Selon une source sécuritaire, les ravisseurs sont membres du groupe islamiste armé Boko Haram – dont le nom signifie « l’éducation occidentale est un péché » en langue haoussa. Boko Haram a régulièrement pris pour cible des écoles au cours de son insurrection, qui a fait plusieurs milliers de morts depuis 2009.
Interrogée à propos d’une information publiée dans les médias, selon laquelle 200 jeunes filles auraient été enlevées lundi par des islamistes dans un établissement scolaire de Chibok, la source sécuritaire a répondu que « leur nombre ne s’élève pas à 200, mais il y en a plus de 100 ». Les hommes armés sont arrivés « dans des camions et sur des motos et ils se sont dirigés vers l’école », selon Salisu Ibrahim, un habitant, dont le témoignage coïncide avec celui d’autres personnes sur place.
Échanges de tirs
Il y a eu des échanges de tirs pendant plusieurs heures, mais les islamistes « ont fini par vaincre les soldats » et sont entrés dans le lycée public pour filles de Chibok, selon Emmanuel Sam, responsable de l’éducation pour cette localité. Les jeunes filles ont été embarquées sur des camions par des islamistes qui les ont emmenées, selon plusieurs témoins. Les forces de l’ordre ont pu « suivre les traces d’un camion » qui a emmené les jeunes filles et ont retrouvé le véhicule « hors service dans les broussailles », a précisé la source sécuritaire. « Nous tentons maintenant de localiser les jeunes filles enlevées », a-t-elle ajouté.
Boko Haram multiplie les actions violentes dans la moitié nord du pays, au risque de déstabiliser les États voisins, en premier lieu le Cameroun. Les attaques meurtrières sont quasi-quotidiennes dans certains États du nord-est, pourtant sous état d’urgence depuis des mois et quadrillés par l’armée. Le groupe, considéré comme une organisation terroriste par Washington, a été impliqué ces derniers mois dans l’enlèvement de plusieurs Français à la frontière poreuse du Nigeria et du Cameroun, qui ont depuis été libérés (la famille Moulin-Fournier et le père Georges Vandenbeusch).

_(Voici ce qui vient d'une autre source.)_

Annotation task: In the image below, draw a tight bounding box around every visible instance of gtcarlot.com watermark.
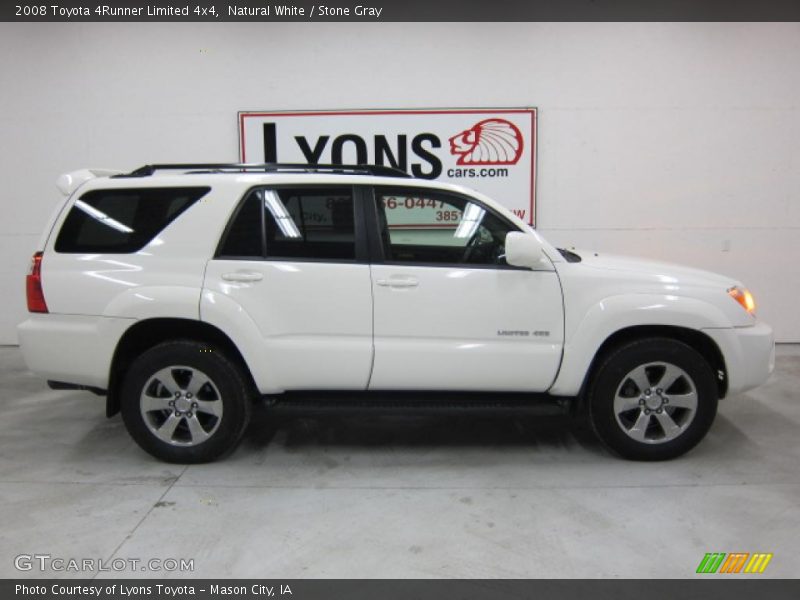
[14,554,194,573]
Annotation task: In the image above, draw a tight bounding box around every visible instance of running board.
[263,391,573,416]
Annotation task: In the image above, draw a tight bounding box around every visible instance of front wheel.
[589,338,718,460]
[121,340,251,464]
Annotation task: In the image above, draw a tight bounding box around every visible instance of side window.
[55,187,210,254]
[217,187,356,260]
[375,188,516,265]
[217,190,264,258]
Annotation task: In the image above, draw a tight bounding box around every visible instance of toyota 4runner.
[19,164,774,463]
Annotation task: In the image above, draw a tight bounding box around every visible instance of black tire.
[121,340,253,464]
[588,338,718,461]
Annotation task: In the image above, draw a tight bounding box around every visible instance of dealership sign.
[239,108,536,225]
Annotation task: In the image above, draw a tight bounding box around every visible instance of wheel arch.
[106,318,255,417]
[577,325,728,410]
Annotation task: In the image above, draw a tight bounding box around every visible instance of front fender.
[549,294,731,396]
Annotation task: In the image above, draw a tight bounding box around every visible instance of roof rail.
[115,163,411,177]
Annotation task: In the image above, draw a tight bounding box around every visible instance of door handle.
[375,277,419,288]
[222,271,264,282]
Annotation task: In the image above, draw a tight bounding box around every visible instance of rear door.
[204,186,372,390]
[370,186,564,391]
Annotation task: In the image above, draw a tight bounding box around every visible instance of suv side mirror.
[506,231,544,269]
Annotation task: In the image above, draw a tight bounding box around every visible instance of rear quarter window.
[55,187,211,254]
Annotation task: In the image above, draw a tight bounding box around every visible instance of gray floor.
[0,346,800,578]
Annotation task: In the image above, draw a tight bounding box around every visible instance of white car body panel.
[19,166,774,408]
[200,259,372,393]
[370,265,563,392]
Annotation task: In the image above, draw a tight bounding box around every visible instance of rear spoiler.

L’État de Borno, fief historique de Boko Haram, où le groupe a été fondé il y a plus de dix ans, est une région peu développée, avec des routes en mauvais état, et où la misère est criante.
Des élèves comme « cibles »
Au cours d’une précédente attaque cette année dans l’État de Borno, des assaillants de Boko Haram avaient encerclé une école de filles, faisant sortir toutes les lycéennes et leur ordonnant de regagner leur village immédiatement. Les membres de Boko Haram ont également mené plusieurs attaques sanglantes contre des élèves, la nuit, alors qu’ils dormaient dans leur pensionnat, dans le nord-est du pays, suscitant une vive émotion de la communauté internationale. En février, des insurgés avaient lancé des explosifs à l’intérieur du dortoir d’un lycée de Buni Yadi, dans l’État de Yobe – voisin de l’État de Borno -, en pleine nuit, avant de tuer 43 élèves dans leur sommeil avec des armes à feu et des armes blanches. En septembre 2013, au moins 40 élèves avaient été tués dans un collège d’enseignement agricole dans la ville de Gujba, dans le même État de Yobe. Des membres de Boko Haram y avaient déjà attaqué des dortoirs, tirant sur les élèves pendant la nuit.
Les violences de Boko Haram ont particulièrement touché le système éducatif dans l’État de Borno, où plusieurs écoles ont été obligées de fermer. Mais aucun enlèvement de masse visant des jeunes filles n’avait été signalé dans cette région par le passé.